In spite of its global prominence as an oil exporter, Nigeria still lacks the capacity to refine sufficient oil for domestic use. Instead, the country spends as much as US$7bn each year importing refined oil.
Those deals, which are funded by both local and global banks, aren’t bound to change in the next five years or so.
Prices on these deals are “even declining right now,” remarks one Nigerian banker.
In the long term though, there are plans to reduce dependency on foreign refineries, a change transnational energy companies will be expected to contribute to.
“Future energy contracts are likely to have some aspect of local refinery requirement,” Sisay says.
“Companies that don’t build refineries locally will be likely to lose concessions.”
Local banks thrive after consolidation
The central bank’s introduction of a radical increase in minimum capital requirements for Nigerian banks, from N2bn to N25bn, has boosted the confidence of international lenders, helping to ensure the flow of trade finance from overseas in spite of a credit strapped global environment.
“Despite very difficult conditions in the wholesale markets, you are still seeing the availability of import finance for Nigerian banks,” says Intercontinental’s Hopkins. “Letters of credit continue to be issued and refinanced… and the rates of interest which are charged on refinance are still attractive and indicative of the track records and relatively low risk of those transactions.”
International banks lending money to Nigerian banks are mainly dedicated to international trade, whether they are financing the importer, directly paying an exporter or channeling money through Nigerian banks.
Some banks have raised money by issuing Eurobonds and GDRs in the London stock exchange. Others have signed bilateral agreements with multilaterals like the IFC and the African Development Bank. SMBC has tapped into appetite for Nigerian trade finance by raising money through select groups of investors familiar with the West African country’s economy.
“We know investors who have insight on Nigerian banking risk so we call them and we ask them to join our deal,” explains Christian Karam, head of the Africa desk at SMBC Group.
“We end up with five to 10 banks or institutions funding the Nigerian banks.
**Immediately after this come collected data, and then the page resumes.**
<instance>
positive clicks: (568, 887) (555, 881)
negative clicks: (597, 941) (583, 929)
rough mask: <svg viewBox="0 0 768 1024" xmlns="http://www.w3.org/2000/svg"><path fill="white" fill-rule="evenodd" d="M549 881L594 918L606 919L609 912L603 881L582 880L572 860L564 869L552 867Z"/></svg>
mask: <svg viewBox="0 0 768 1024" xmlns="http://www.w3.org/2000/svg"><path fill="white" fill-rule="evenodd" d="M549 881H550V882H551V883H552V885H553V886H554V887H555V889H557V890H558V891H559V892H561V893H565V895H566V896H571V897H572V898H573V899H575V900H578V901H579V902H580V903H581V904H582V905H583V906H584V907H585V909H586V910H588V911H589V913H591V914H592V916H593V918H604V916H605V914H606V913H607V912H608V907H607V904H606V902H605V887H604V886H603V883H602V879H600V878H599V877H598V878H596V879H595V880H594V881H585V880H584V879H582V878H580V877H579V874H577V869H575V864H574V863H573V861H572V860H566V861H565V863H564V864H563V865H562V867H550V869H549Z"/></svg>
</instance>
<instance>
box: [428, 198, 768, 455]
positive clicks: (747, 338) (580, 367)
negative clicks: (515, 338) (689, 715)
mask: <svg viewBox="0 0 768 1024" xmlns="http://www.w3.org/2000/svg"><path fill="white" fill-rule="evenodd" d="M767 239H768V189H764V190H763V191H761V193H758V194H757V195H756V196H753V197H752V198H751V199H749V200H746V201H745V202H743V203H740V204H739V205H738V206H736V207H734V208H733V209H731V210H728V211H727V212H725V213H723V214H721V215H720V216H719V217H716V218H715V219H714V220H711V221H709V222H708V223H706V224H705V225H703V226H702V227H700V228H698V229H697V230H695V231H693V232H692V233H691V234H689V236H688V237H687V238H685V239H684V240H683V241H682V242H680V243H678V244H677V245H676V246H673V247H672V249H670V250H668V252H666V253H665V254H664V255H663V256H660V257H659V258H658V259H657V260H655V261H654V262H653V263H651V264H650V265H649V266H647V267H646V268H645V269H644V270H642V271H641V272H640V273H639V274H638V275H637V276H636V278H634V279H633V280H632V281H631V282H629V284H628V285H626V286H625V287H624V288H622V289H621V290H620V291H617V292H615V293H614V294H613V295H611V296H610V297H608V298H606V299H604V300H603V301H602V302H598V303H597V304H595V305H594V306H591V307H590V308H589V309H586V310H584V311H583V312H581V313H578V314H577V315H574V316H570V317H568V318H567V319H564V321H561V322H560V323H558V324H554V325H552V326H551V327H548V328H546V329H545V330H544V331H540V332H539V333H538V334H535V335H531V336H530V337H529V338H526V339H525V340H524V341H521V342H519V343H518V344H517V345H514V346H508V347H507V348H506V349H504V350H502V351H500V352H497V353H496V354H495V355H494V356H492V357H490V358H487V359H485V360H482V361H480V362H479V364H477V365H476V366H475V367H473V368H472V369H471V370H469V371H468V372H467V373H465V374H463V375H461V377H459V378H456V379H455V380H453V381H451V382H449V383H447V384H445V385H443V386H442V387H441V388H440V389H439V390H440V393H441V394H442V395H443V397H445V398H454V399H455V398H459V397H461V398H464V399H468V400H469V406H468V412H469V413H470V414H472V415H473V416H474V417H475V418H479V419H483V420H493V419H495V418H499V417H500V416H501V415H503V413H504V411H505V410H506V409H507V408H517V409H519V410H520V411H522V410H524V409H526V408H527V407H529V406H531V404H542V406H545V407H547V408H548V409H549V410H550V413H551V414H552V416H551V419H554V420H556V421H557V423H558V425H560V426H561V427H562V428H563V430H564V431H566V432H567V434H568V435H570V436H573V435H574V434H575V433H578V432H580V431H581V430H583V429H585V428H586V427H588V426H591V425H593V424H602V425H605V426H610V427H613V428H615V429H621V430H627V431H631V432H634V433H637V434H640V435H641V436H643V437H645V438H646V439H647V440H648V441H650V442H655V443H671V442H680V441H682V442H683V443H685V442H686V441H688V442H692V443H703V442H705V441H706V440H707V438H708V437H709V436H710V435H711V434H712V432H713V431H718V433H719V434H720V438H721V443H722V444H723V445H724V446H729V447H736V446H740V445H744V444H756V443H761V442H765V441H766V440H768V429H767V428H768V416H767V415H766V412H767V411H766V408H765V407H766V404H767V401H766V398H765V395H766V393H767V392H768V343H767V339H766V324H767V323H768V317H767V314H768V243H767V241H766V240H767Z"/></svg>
In today’s market it’s a nice structure because you can still have investors with appetite under such a channelled purpose.”
Since almost all of Nigeria’s banks are now involved in international trade, the global crisis of liquidity has driven prices up.
“Pricing is not directly related to Nigeria but it happens that Nigeria has a very strong need of trade loans because 99% of their hard-currency export is related to trade,” remarks Karam.
Demand for financing in Nigeria is considerable. In five years external exchange reserves have climbed from negative US$30bn to US$60.1bn. The country has stepped up institutional investment programmes calling for vast amounts of imports. The recent spike in commodities prices only escalated the volume of growth.
But with scarce credit conditions around the world, is there still appetite for Nigerian bank risk?
“In current market conditions, with a number of global banks cutting back, there is increased pressure on line availability or there’s limited availability,” comments Zenith’s Colgan.
The sheer volume of trade deals in combination with lengthening terms of refinancings have somewhat saturated the appetite for Nigerian bank risk. Earlier this year, terms of refinancings had stretched from 30 or 60 days to 180 days, clogging credit lines.
Though those terms have since returned to base levels, there is still a tremendous volume of Nigerian bank LCs on the market, spurring the creation of a secondary market.
“Many of the institutions that hold this refinance are looking to free some liquidity,” explains Karam of SMBC. “They might sell at a discount which will make the whole pricing at 4-5%.”
But this is not necessarily a bad thing: “This secondary market is pushing the business up, but it’s also increasing the capacity of the Nigerian banks. It’s a win-win situation.”